AutoML for Data Augmentation

2019-04-01 09:26:19

This blog is copied from: https://blog.insightdatascience.com/automl-for-data-augmentation-e87cf692c366

 

DeepAugment is an AutoML tool focusing on data augmentation. It utilizes Bayesian optimization for discovering data augmentation strategies tailored to your image dataset. The main benefits and features of DeepAugment are:

  • Reduces the error rate of CNN models (showed 60% decrease in error for CIFAR10 on WRN-28–10)
  • Saves time by automating the process
  • 50 times faster than Google’s previous solution–AutoAugment

The finished package is on PyPI. You can install it from your terminal by running:

$ pip install deepaugment

You can also visit the project’s README or run the Google Colab notebook tutorial. To learn more about how I built this, read on!

Introduction

Data is the most critical piece of AI applications. Not having enough labeled data often leads to overfitting, which means the model will not be able to generalize to unseen examples. This can be mitigated by data augmentation, which effectively increases the amount and diversity of data seen by the network. It is done by artificially producing new data by applying transformations on an original dataset such as rotation, cropping, occlusion, etc. However, determining which augmentations will work best for the dataset at hand is no trivial task. To address this problem, Google published AutoAugment last year, which discovers optimized augmentations for the given dataset using reinforcement learning.

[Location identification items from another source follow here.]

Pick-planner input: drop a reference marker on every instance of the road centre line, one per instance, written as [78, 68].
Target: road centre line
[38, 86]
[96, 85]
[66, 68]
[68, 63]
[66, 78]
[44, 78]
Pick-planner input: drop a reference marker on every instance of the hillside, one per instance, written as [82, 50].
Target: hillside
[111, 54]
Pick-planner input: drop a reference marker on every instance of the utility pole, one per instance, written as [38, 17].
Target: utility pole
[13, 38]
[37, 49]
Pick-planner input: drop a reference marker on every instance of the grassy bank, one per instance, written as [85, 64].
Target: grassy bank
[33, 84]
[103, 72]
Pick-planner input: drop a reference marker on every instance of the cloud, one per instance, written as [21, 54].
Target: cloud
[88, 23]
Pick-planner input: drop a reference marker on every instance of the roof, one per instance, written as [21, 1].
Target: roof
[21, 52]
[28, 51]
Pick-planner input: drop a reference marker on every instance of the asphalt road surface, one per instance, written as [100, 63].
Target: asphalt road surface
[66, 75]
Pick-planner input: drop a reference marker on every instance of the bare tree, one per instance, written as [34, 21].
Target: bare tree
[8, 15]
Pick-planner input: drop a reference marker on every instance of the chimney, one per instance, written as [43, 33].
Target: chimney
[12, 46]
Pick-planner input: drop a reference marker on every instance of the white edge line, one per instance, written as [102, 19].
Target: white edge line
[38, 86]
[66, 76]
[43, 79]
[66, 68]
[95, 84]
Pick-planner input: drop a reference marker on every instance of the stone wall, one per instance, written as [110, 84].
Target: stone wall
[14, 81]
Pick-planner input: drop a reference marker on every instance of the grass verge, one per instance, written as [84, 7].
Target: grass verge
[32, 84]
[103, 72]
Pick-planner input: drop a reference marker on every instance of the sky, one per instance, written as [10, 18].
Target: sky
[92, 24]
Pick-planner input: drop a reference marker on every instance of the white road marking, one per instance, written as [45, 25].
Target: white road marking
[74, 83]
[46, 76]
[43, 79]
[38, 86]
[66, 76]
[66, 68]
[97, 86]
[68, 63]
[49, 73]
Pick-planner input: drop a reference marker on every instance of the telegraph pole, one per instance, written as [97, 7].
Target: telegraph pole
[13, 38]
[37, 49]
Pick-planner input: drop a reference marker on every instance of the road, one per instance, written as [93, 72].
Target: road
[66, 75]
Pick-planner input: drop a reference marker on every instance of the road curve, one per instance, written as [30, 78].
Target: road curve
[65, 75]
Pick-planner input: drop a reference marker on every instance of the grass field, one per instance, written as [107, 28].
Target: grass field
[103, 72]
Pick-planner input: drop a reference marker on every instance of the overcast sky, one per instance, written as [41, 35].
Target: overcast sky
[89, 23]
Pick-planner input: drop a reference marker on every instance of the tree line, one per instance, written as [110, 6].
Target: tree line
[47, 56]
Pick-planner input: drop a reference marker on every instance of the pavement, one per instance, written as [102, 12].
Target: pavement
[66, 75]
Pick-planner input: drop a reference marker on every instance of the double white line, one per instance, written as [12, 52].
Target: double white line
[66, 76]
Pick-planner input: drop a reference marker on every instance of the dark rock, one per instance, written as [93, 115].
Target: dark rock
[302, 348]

Using Google’s AutoAugment requires powerful computational resources due to the reinforcement learning module. Since obtaining the necessary computational power can be costly, I developed a novel approach, DeepAugment, which employs Bayesian optimization instead of reinforcement learning.

Ways to get better data

Efforts to improve the quality of data often have a higher return on investment than efforts to enhance models. There are three main ways to improve data: collecting more data, synthesizing new data, or augmenting existing data. Collecting additional data is not always possible and can be expensive. Data synthesis, done by GANs, is promising but complicated, and might diverge from realistic examples.

 

Data augmentation, on the other hand, is simple and has high impact. It is applicable to most datasets and is done with simple image transformations. The problem, however, is determining which augmentation technique is best for the dataset at hand. Discovering the proper method requires time-consuming experimentation. Even after many experiments, a machine learning (ML) engineer may still not discover the best option.

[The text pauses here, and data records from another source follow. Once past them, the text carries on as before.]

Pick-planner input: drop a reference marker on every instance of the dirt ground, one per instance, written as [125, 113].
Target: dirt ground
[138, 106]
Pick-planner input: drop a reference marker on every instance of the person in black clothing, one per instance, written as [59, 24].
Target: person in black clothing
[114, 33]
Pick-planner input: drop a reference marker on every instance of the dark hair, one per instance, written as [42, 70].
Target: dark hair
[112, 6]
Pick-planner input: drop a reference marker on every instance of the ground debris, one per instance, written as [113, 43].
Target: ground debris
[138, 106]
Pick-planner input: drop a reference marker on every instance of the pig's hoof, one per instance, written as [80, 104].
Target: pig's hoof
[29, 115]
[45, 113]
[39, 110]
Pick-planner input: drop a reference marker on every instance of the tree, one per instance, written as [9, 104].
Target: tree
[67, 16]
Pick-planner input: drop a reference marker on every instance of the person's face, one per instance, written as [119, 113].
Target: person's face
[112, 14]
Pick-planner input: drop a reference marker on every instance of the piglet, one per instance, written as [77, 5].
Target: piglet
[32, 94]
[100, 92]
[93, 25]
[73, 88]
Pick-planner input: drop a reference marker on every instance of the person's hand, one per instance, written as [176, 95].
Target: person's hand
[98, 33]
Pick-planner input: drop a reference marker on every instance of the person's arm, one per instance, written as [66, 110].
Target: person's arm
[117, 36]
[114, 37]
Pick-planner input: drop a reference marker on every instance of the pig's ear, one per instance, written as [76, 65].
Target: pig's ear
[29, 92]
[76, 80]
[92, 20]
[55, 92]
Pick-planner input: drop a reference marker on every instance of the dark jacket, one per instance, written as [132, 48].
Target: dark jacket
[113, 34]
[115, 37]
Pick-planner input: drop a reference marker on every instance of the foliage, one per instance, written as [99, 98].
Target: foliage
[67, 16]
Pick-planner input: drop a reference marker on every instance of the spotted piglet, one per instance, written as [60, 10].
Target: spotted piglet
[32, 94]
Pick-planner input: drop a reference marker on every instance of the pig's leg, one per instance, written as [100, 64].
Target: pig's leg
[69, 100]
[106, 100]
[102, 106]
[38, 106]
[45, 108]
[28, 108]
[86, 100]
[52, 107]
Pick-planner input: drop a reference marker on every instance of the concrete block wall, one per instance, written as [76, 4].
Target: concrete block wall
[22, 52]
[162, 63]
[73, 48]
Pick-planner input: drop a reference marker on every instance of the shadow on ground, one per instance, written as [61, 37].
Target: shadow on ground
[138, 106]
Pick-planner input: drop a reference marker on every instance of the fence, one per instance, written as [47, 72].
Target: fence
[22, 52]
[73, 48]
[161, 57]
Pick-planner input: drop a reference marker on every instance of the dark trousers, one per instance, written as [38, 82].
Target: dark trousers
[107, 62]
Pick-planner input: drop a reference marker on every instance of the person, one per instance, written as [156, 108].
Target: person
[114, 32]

Effective augmentation strategies are different for each image dataset, and some augmentation techniques may even be detrimental to the model. For example, applying rotations would make your model worse if you are using it with the MNIST digits dataset, because a 180 degree rotation on a “6” would make it look like a “9”, while still being labeled as a 6. On the other hand, applying rotation to satellite images can improve results significantly since a car image from the air will still be a car, no matter how much it is rotated.

DeepAugment: lightning fast autoML

DeepAugment is designed as a fast and flexible autoML data augmentation solution. More specifically, it is designed as a faster and more flexible alternative to AutoAugment (Cubuk et al., 2018blog). AutoAugment was one of the most exciting publications in 2018, and the first method using reinforcement learning for this particular problem. At the time of this article, the open source version of AutoAugment did not provide the controller module, which prevents users from running it for their own datasets. Moreover, it takes 15,000 iterations to learn augmentation policies, requiring huge computational resources. Most people could not benefit from it even if its source code was fully available.

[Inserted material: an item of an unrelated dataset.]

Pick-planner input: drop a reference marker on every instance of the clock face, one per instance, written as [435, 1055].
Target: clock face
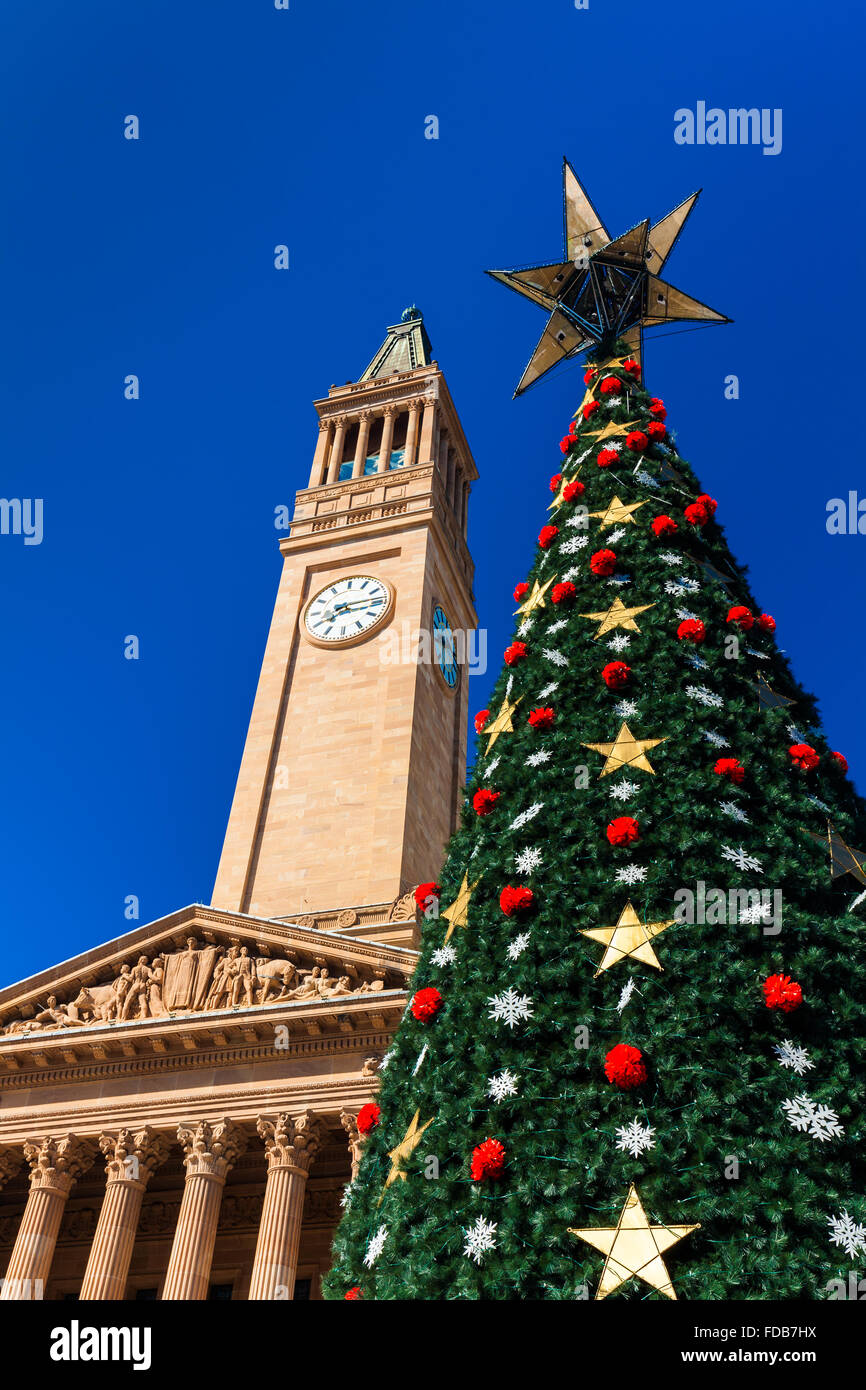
[348, 609]
[445, 649]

DeepAugment addresses these problems with the following design goals:

  1. Minimize the computational complexity of the optimization of data augmentation while maintaining the quality of results.
  2. Be modular and user-friendly.

In order to achieve the first goal, DeepAugment was designed with the following differences, as compared to AutoAugment:

  • Utilizes Bayesian optimization instead of reinforcement learning (requires fewer iterations) (~100x speed-up)
  • Minimizes size of child model (decreases computational complexity of each training) (~20x speed-up)
  • Less stochastic augmentation search space design (decreases number of iterations needed)

To achieve the second goal, making DeepAugment modular and user-friendly, the user interface is designed in a way that gives the user a broad configuration of possibilities and model selections (e.g. selecting the child model or inputting a self-designed child model, see configuration options).

Designing augmentation policies

DeepAugment aims to find the best augmentation policy for a given image dataset. An augmentation policy is defined as the sum of five sub-policies, which are made from two types of augmentation techniques and two real-values [0, 1], determining how powerfully each augmentation technique will be applied. I implemented augmentation techniques using the imgaugpackage, which is known for its large collection of augmentation techniques (see below).

 

Augmentations are most effective when they are diverse and randomly applied. For instance, instead of rotating every image, it is better to rotate some portion of images, shear another portion, and apply a color inversion for another. Based on this observation, DeepAugment applies one of five sub-policies (consisting of two augmentations) randomly to the images. During the optimization process, each image has an equal chance (16%) of being augmented by one of five sub-policies and a 20% chance of not being augmented at all.

While I was inspired by AutoAugment for this policy design, there is one main difference: I do not use any parameters for the probability of applying sub-policies in order to make policies less stochastic and allow optimization in fewer iterations.

 

This policy design creates a 20-dimensional search space for the Bayesian optimizer, where 10 dimensions are categorical (type of augmentation technique) and the other 10 are real-values (magnitudes). Since categorical values are involved, I configured the Bayesian optimizer to use a random forest estimator.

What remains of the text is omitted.